3) occorre fare i conti con la convergenza degli strumenti. Prima era il web, poi la webtv, poi i social e ora il real time. Questo cambia il modo non solo di fare informazione, ma anche di poter far business. Lillo Montalto, in un recentissimo ebook appena uscito, ha messo in evidenza questo ultimo punto grazie alla sua esperienza in una società, Scribble, che fa del real time il suo core business
4) occorre fare propria la cultura digitale, come dice Mario Tedeschini Lalli. Sembra una banalità, ma non lo è perché richiede una flessibilità e un continuo livello di aggiornamento a cui nessuno è abituato, nemmeno chi ci vive da sempre come quelli di Varesenews.

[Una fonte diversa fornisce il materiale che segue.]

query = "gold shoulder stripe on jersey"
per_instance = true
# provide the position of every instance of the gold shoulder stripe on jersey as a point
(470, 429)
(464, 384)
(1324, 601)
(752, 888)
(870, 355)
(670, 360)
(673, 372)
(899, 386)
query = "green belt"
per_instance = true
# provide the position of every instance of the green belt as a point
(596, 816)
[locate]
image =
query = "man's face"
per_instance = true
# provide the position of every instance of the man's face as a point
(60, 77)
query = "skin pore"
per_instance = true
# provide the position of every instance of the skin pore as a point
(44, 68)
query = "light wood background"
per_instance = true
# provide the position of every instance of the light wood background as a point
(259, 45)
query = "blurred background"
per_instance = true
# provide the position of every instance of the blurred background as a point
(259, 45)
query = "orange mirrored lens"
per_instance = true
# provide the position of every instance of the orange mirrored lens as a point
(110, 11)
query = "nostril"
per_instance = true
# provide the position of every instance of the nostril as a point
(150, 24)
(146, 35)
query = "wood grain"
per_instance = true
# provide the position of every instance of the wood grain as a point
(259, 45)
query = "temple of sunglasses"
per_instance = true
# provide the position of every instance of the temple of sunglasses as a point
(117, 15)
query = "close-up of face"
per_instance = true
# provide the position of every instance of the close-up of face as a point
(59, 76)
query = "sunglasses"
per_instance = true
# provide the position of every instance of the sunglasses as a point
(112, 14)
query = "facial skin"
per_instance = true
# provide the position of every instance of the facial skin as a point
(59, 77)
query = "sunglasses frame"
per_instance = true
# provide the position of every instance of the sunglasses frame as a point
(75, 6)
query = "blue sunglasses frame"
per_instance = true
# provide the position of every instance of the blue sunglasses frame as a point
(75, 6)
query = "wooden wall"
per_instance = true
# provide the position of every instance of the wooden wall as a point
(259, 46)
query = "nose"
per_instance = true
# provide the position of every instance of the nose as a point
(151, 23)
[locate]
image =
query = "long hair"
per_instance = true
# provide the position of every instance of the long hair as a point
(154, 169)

5) la soluzione non sarà nel mobile anche se questo oggi è imprescindibile. Varesenews in quattro anni è passato dal 2,4 al 27% di visite da device mobile a cui poi si somma il traffico delle app. Riprenderò questo punto perché questo post è già troppo lungo;
6) diversificazioni del business con progetti "ibridi". Occorre esser presenti sul territorio avendo una sezione del lavoro dedicata anche a prodotti di comunicazione.
7) praticare l'umiltà, la creatività e anche un po' di eresia. Purtroppo il cammino per arrivare a regolarizzare il lavoro per noi è stato lungo e faticoso, però abbiamo dieci giornalisti professionisti e due lo diventeranno presto. Perché, malgrado tutto, facciamo anche i praticantati veri.
8) giornale a pagamento. Anche qui si possono praticare ipotesi "ibride" che non contemplino solo il paypall del caso. Ne riparliamo perché anche questo richiede un lungo e articolato ragionamento.
Gli stimoli di oggi e degli ultimi tempi mi mettono di fronte alla responsabilità di impegnarmi maggiormente per contribuire allo sviluppo di una seria riflessione. Ci penserò e cercherò di uscire di più dal "guscio varesino", ben sapendo però che il lavoro concreto non è una scusa, ma una delle ragioni del perché spesso non si viene correttamente considerati. Ma questo è anch'esso un altro discorso.